Police hacking in China’s Xinjiang region has produced thousands of graphics and videos of Uighur prisoners suffering in detention camps, in one of the most serious stories of the long-running humanitarian crisis caused by ethnic harassment of ethnic minorities.

The images are accompanied by training manuals, detailed police work lists and camp security instructions. Using a euphemism to describe prisoners, one document states: “If students do not respond to warning shots and continue to try to escape, armed police shoot to kill,” the BBC reported. The images show one prisoner in an iron torture device known as a tiger chair that immobilizes his arms. Der Spiegel, one of the other editions published tranche of hacked photos and documents, said it confirmed their authenticity in part by analyzing GPS data included in some images.

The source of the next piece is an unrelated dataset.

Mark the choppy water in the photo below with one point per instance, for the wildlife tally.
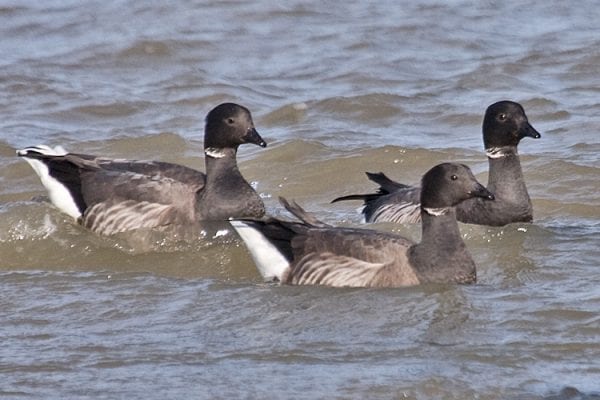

“The material is unprecedented on several levels,” said Dr. Adrian Cenz, director and senior researcher at the Chinese Research Foundation for the Memory of the Victims of Communism, who received the files and shared them with news agencies. wrote on Twitter. His topic provided an extensive overview of leaked material, which included “high-level speeches concerning top management and containing harsh vocabulary,” “camp security instructions, much more detailed than in China Cables [that] describe heavily armed assault squads with machine guns on the battlefield ”and other evidence of Uighur oppression by the Chinese government.

Most images and documents are available at a special site. Content includes images 2884 detaineestraining Powerpoint images and documents for security exercises, and speeches and directives from senior government officials documenting Beijing’s knowledge and support of camps and politics.

Little is known about the features of the hacking that made the leaked items available. The BBC said only that: “The source of the files claims to have hacked, downloaded and decrypted them from a number of police computer servers in Xinjiang before handing them over to Dr. Adrian Zenz, a scientist with the American organization” Victims of Communism “. A memorial fund previously approved by the Chinese government for its influential research in Xinjiang. ”

The Chinese Embassy in Washington, DC, issued a statement to the BBC saying, “Xinjiang’s issues are essentially countering violent terrorism, radicalization and separatism, not human rights or religion,” she said. the Chinese authorities have taken “many decisive, reliable and effective measures to deradicate”. The statement added: “Locals live safe, happy and eventful lives.”